Segmented Private Data Aggregation in the Multi-message Shuffle Model

TL;DR

This paper introduces a segmented private data aggregation framework in the multi-message shuffle model of differential privacy, allowing flexible privacy levels and significantly improving accuracy while maintaining privacy protections.

Contribution

It pioneers segmented privacy protection in the multi-message shuffle model, enabling flexible privacy levels and optimizing privacy-utility trade-offs for better data aggregation.

Findings

Achieves about 50% reduction in estimation error.

Provides a flexible privacy protection framework.

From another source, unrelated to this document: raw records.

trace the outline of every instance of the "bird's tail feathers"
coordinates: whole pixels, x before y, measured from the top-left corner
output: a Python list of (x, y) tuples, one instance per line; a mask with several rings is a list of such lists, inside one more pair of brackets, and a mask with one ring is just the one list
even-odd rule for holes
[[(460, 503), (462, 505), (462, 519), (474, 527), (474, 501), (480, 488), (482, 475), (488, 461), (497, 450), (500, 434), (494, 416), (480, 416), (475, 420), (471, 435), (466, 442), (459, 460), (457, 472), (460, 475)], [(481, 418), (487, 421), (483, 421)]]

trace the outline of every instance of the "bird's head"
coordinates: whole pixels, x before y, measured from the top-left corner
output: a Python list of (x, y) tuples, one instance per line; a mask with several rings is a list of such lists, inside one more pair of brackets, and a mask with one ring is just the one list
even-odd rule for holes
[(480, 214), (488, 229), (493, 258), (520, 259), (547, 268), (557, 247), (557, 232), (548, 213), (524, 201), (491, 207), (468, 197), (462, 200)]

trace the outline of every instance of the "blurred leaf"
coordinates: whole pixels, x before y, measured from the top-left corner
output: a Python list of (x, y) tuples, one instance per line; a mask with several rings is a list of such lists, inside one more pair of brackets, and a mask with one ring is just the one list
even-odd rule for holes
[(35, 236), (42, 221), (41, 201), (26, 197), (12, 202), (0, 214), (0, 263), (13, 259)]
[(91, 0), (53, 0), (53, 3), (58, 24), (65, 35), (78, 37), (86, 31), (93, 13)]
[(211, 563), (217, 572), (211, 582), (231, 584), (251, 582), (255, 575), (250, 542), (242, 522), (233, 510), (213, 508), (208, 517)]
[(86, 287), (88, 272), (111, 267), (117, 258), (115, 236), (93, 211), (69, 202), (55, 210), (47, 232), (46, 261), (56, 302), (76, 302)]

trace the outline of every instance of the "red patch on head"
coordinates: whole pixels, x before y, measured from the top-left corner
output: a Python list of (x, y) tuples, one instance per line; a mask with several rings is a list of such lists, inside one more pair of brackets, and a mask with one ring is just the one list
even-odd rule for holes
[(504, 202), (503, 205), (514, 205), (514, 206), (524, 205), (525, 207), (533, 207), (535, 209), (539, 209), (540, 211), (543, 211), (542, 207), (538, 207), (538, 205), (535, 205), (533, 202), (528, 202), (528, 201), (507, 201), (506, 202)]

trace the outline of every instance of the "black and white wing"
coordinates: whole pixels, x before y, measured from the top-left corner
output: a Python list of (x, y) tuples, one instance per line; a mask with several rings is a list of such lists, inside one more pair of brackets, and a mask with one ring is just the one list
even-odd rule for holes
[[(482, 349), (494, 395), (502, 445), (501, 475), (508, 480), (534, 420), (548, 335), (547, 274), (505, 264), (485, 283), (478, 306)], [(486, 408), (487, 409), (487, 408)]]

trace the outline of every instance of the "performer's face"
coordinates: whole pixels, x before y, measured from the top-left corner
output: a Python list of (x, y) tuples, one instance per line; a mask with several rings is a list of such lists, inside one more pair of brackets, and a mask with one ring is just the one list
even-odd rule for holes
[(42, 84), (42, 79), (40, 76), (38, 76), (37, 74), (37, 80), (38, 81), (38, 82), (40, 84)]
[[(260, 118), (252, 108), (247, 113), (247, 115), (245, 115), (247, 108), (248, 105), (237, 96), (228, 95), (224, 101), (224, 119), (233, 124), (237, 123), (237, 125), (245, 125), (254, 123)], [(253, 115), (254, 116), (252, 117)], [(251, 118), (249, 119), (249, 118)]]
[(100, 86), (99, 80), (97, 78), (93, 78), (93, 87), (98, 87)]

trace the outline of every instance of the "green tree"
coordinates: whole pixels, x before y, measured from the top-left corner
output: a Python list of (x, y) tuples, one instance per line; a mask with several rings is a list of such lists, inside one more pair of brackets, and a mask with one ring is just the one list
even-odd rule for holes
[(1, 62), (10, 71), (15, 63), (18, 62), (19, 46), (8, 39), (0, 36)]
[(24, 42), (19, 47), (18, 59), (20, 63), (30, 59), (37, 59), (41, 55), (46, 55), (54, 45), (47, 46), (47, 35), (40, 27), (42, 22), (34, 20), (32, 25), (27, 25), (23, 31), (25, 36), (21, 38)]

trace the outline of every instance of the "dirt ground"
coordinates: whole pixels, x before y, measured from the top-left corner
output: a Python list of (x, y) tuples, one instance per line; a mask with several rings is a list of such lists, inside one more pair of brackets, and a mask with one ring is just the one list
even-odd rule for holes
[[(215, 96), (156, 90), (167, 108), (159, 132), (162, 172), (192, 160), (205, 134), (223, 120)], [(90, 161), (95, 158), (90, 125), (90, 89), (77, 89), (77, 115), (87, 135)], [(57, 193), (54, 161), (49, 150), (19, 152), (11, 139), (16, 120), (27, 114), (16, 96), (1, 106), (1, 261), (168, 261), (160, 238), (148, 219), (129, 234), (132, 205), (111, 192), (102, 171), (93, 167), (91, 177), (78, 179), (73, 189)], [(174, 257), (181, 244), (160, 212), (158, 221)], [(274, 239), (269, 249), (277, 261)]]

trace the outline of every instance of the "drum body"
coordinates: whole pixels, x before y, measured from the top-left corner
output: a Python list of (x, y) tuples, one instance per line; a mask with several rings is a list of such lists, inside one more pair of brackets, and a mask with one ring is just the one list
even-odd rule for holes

Enhances privacy and utility simultaneously.

Abstract

The shuffle model of differential privacy (DP) offers compelling privacy-utility trade-offs in decentralized settings (e.g., internet of things, mobile edge networks). Particularly, the multi-message shuffle model, where each user may contribute multiple messages, has shown that accuracy can approach that of the central model of DP. However, existing studies typically assume a uniform privacy protection level for all users, which may deter conservative users from participating and prevent liberal users from contributing more information, thereby reducing the overall data utility, such as the accuracy of aggregated statistics. In this work, we pioneer the study of segmented private data aggregation within the multi-message shuffle model of DP, introducing flexible privacy protection for users and enhanced utility for the aggregation server. Our framework not only protects users' data but also anonymizes their privacy level choices to prevent potential data leakage from these choices. To optimize the privacy-utility-communication trade-offs, we explore approximately optimal configurations for the number of blanket messages and conduct almost tight privacy amplification analyses within the shuffle model. Through extensive experiments, we demonstrate that our segmented multi-message shuffle framework achieves a reduction of about 50\% in estimation error compared to existing approaches, significantly enhancing both privacy and utility.